Once you have this working, you’ll need to establish some way of running this regularly in an automated fashion, to keep the data fresh. A popular way to do this is to use an orchestration tool such as Airflow, Dagster or Mage, among others. An easy way to set up Meltano to run in this way is to use a Docker container with your Meltano project.. Another option is to use Arch which is based on Meltano, which path you choose will depend on your requirements and existing stack.

Since each table is created with primary keys, when the process is run again, each run will “upsert” (update+insert) new data, replacing rows which match the same primary keys; e.g. stream Stacks has a primary key by org_name, project_name and stack_name, so if the same combination of keys arrives in the next update, the row will be updated instead of a new row being inserted.
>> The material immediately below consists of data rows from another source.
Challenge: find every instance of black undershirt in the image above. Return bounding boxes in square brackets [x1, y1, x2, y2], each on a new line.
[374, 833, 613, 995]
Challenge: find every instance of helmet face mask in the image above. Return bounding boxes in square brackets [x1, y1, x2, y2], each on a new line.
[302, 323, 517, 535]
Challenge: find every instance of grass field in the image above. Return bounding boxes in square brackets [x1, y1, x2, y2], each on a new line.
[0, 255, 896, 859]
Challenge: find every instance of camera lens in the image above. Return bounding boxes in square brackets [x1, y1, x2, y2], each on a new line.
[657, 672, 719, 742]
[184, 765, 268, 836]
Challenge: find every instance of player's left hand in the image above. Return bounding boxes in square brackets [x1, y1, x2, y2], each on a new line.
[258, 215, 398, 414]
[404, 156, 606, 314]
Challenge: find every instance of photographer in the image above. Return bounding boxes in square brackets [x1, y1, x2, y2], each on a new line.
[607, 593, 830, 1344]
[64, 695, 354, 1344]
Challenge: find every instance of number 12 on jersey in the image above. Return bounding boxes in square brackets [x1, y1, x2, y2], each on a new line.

If building a landing zone with all historical changes instead of just the current status, this behavior might not be the desired one, to ignore primary keys and only insert new data, you can add this setting to meltano.yml on the plugin configuration for tap-pulumi-cloud:

    metadata:
      '*':
        table-key-properties: []
        key-properties: []

Generate metrics

With all of the data in one place, you can generate metrics based on Pulumi Cloud data, and combine it with other data sources, for example if you wanted to look at your average Resources Under Management (RUM) monthly (Using DuckDB’s SQL Flavor, adjust to your specific database):

See average resources under management

WITH monthly_rum_average AS (
    SELECT
        DATE_TRUNC('month', MAKE_DATE(CAST(year AS INT), CAST(month AS INT), CAST(day AS INT))) AS rum_month,
        org_name,
        AVG(resources) AS monthly_avg_rum
    FROM
        pulumicloud.daily_rum_usage
    GROUP BY
        rum_month, org_name
)
SELECT
    rum_month,
    org_name,
    monthly_avg_rum,
    LAG(monthly_avg_rum) OVER (ORDER BY rum_month) AS previous_month_avg_rum,
    CASE
        WHEN LAG(monthly_avg_rum) OVER (ORDER BY rum_month) IS NULL THEN NULL
        ELSE ((monthly_avg_rum - LAG(monthly_avg_rum) OVER (ORDER BY rum_month)) / LAG(monthly_avg_rum) OVER (ORDER BY rum_month)) * 100
    END AS month_over_month_rum_growth_percentage
FROM
    monthly_rum_average

See the average time to deploy changes

If you want to see the average time to deploy changes, excluding console-initiated deploys (Similar to what is tracked for “Lead time for changes”):

WITH stack_deployments AS (
    SELECT
        CAST(json_extract(jobs, '$[0].started') AS TIMESTAMP) AS start_time,
        CAST(json_extract(jobs, '$[0].last_updated') AS TIMESTAMP) AS end_time,
        initiator
    FROM
        pulumicloud.stack_deployments
    WHERE
        initiator IS NOT NULL
        AND initiator <> 'console'
)
SELECT
    initiator,
    AVG(DATE_DIFF('second', start_time, end_time)) / 60 AS avg_deploy_time_in_minutes
FROM
    stack_deployments
GROUP BY
    initiator

See the total updates per user

WITH operations_by_members AS (
    SELECT
        org_name,
        REPLACE(CAST(json_extract(requested_by, '$.github_login') AS STRING), '"', '') AS github_login,
        COUNT(*) AS total_updates
    FROM
        pulumicloud.stack_updates
    GROUP BY
        org_name, github_login
    ORDER BY
        total_updates DESC
)
SELECT
    om.org_name,
    om.role,
    om.user_github_login,
    om.user_name,
    obm.total_updates
FROM
    pulumicloud.organization_members om
INNER JOIN
    operations_by_members obm
ON
    om.org_name = obm.org_name
    AND om.user_github_login = obm.github_login
ORDER BY
    total_updates DESC

Conclusion

Integrating Pulumi Cloud data into your data warehouse has never been easier with tap-pulumi-cloud. Whether you’re tracking costs, monitoring deployments, or improving security, the new tap connector empowers your team to make informed, data-driven decisions that drive your cloud strategy forward.